第二天晚上,精神病院一片寂靜,我準備睡覺,我聽到了輕輕的敲門聲,我從狹小的門窗看出去,是燕子——那個小女孩的名字,她把我的房間打開了。
“你怎麼有鑰匙?”我問。
“我從老男人那裡偷得,等天亮我再去他房間,在偷偷塞在他口袋裡。”“這麼晚了,有什麼事?”我問。
“我知道那個老男人的一些秘密。”
“什麼?”我迫不及待的問。
“他養着一些東西,就在地下二層,我和他今天下午到過那裡,可是他沒讓我進門,他還拿了一些新鮮豬肝,豬血去喂那些東西,我聽到那些東西在依依呀呀,像小孩子一樣發着不標準的音調。”
“竟有這種事?我們去看看吧。你有哪裡的鑰匙嗎?”我問。
“我拿到了!我們必須保證4點時候回來,我要去哪老男人房間,他不知道折磨我多久呢!”
“你再忍耐一下,我相信我們會離開這鬼地方。”我說。
我們來到地下二層,打開了門,聽到孩子熟睡的呼吸聲,之間這裡有好多鐵籠,裡面關着一個個長着長髮,年齡從2歲到12歲不等的孩子。
“哦,好可憐。他怎麼這麼殘忍。”我還沒來的及制止她,燕子伸手去摸一個五六歲孩子毛茸茸的頭髮,我覺得這些絕對不是一般的孩子。
我看到那個孩子頭髮裡那雙我再也熟悉不過的紅眼睛——是鬼的標誌。我猛拉開燕子的手,躲開小孩尖利牙齒致命的一擊,它咬在了鐵柵欄上,疼得哇哇直哭,這一哭讓所有的孩子都醒了。
它們用紅色的眼睛帶着孩童的天真,又有幾分邪惡的看着我們,口裡發出依依呀呀的聲音,有幾個大點的孩子,叫嚷着:“吃肉,吃肉!餓!餓!”
燕子嚇得拉住我,我看着那邊牆角,有一整套的孕婦生產設備,這些是生下來的孩子。
叫聲越來越大,我和燕子迅速離開了這裡。我回到了房間。
不一會兒,燕子又來了,打開房門,告訴我她要和那個老男人再去地下二層,就匆匆離開了。我小心翼翼跟着他們,那男人這回拿着一具剁碎的人的屍體。他們來到那個房間,我則在外面聽着他們說話。
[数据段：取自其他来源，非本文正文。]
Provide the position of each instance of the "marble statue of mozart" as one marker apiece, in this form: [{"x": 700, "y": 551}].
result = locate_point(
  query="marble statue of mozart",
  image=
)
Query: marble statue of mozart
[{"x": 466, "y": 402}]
“這些是我的寶貝兒!”他邊喂那些孩子邊洋洋自得的說。
“是你的孩子?”燕子問。
“呵呵,當然不是,是我實驗的東西,很神奇,它們是鬼人!”他解釋,“就是男鬼與女人的雜交種。”
“做這東西有什麼用?”
“這個。。。。。。是秘密,暫時不能告訴你。等我成功了,我會告訴你的,寶貝兒。”說完。在燕子臉上親了一口。
“這是媽媽。”他這麼向它們介紹燕子。
那幾個年紀較大的看見燕子,立刻喊:“見過,見過。”
“呵呵,看來它們似乎還挺喜歡你。”男人對燕子說。燕子尷尬的笑了笑。
“走吧。今晚讓你看一個好東西。”男人說。
“什麼?”
“去了就知道了。”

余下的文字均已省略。